Author(s): Andrew Call
Mentor(s): John Chaston
Institution BYU
Understanding Drosophila feeding and choice preferences offers valuable insight into the genetic and environmental factors that shape dietary behaviors in animals, making it a powerful model for studying how genetics influence food selection. This study reveals genetic factors underlying Drosophila melanogaster preference for beneficial gut bacteria, offering new insights into how host genetics influence dietary preferences for lactic acid bacteria. Previous studies have defined myriad genes involved in fly feeding behaviors and preferences. In this study, we characterized fruit fly genes that contribute to the flies’ preference to consume Lactic Acid Bacteria (LAB), common inhabitants of the fruit fly gut, from their diets.
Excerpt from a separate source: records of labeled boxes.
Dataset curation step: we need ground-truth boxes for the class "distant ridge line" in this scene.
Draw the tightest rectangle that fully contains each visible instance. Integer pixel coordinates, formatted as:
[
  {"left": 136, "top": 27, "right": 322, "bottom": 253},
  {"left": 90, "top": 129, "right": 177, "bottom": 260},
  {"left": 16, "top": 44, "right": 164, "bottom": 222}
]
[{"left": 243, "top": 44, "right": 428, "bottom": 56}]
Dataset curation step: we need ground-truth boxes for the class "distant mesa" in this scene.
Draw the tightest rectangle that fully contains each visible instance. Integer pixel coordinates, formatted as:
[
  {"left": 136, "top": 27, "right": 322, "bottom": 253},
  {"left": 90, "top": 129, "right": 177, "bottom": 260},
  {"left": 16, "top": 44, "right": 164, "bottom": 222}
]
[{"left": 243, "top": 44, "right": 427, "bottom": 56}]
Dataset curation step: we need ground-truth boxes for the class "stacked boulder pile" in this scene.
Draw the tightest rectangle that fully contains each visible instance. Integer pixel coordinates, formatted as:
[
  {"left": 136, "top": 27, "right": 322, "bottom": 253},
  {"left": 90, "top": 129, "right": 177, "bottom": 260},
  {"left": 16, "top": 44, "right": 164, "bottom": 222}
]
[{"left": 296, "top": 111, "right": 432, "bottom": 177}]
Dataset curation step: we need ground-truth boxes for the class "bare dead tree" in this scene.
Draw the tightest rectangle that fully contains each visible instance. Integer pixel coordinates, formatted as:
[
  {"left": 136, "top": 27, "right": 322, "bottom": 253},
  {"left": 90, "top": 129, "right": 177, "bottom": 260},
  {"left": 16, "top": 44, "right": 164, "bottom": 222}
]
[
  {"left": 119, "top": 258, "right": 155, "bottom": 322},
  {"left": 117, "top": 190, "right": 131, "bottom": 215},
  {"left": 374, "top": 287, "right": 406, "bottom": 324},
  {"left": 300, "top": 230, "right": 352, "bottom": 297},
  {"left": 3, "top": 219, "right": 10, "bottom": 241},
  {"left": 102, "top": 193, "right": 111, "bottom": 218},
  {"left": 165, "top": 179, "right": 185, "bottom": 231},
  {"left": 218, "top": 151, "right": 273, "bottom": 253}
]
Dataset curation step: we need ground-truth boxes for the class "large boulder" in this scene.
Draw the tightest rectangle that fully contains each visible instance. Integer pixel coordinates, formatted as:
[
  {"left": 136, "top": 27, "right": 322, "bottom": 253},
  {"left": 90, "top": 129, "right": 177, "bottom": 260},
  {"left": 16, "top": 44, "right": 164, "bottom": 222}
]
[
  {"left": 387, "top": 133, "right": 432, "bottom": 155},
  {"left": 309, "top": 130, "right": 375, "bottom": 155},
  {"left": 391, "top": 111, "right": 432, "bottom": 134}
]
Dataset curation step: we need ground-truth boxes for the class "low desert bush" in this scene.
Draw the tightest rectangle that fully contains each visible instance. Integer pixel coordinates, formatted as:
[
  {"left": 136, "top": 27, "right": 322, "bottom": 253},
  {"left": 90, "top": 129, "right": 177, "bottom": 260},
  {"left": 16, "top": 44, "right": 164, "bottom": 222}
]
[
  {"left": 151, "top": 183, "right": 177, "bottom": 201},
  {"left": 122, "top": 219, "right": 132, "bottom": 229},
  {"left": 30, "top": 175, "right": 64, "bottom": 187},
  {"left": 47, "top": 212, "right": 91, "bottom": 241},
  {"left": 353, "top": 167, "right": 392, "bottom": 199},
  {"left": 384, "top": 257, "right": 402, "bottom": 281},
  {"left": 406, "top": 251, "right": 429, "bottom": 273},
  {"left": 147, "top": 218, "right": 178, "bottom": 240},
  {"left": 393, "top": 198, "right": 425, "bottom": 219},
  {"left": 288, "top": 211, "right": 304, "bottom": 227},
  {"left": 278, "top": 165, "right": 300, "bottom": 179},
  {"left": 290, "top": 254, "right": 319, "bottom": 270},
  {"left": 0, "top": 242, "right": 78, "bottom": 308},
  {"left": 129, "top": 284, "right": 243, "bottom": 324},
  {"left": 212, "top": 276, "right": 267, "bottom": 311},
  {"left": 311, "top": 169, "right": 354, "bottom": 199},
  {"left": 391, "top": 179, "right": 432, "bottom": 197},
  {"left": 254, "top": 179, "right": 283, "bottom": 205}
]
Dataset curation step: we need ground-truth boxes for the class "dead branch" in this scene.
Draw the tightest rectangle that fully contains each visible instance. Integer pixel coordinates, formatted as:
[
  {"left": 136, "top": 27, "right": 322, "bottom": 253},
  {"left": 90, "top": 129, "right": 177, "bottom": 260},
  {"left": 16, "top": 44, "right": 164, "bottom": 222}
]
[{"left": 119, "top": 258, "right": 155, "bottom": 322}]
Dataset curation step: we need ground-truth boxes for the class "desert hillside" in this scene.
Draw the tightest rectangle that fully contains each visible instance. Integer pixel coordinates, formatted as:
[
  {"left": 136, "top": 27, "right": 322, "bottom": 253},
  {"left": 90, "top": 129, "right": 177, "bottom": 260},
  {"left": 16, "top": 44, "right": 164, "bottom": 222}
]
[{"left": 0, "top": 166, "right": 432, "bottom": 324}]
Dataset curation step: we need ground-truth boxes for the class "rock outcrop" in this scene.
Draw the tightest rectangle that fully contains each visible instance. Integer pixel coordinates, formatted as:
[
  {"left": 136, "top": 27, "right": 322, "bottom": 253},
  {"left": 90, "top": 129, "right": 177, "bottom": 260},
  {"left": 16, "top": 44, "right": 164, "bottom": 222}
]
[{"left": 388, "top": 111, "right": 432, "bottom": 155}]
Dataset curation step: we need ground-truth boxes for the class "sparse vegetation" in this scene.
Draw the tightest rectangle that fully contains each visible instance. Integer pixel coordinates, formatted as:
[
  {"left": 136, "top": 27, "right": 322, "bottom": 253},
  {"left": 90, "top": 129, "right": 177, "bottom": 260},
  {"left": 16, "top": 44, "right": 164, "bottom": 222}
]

We first screened a laboratory CantonS fly line for its preference to choose between diets inoculated with different types of microorganisms. Among these, we found that the strongest preference was manifest in flies choosing between diets inoculated with LAB and uninoculated diets, using a FlyPAD device to measure fly feeding preferences. Then, we screened ~100 lines from the Drosophila Genetic Reference Panel for their preference to feed on LAB vs. uninoculated diets. Most, but not all, lines preferred to consume diets inoculated with LAB. Then, we performed a genome wide association (GWA) to identify candidate fly genes responsible for this phenotype. We identified several candidate genes that contribute to these LAB preference phenotypes. We are currently working to validate the GWA predictions and have confirmed at least two genes that determine flies’ elevated preference for LAB. Together, these results provide insight into the genetic basis of microbiome-influenced feeding behaviors in fruit flies. By characterizing the genes associated with a preference for Lactic Acid Bacteria, we also enhance our understanding of how host organisms can be genetically predisposed to select specific microbial partners through dietary choices. This work contributes to a broader understanding of the genetic basis for host-microbiome interactions.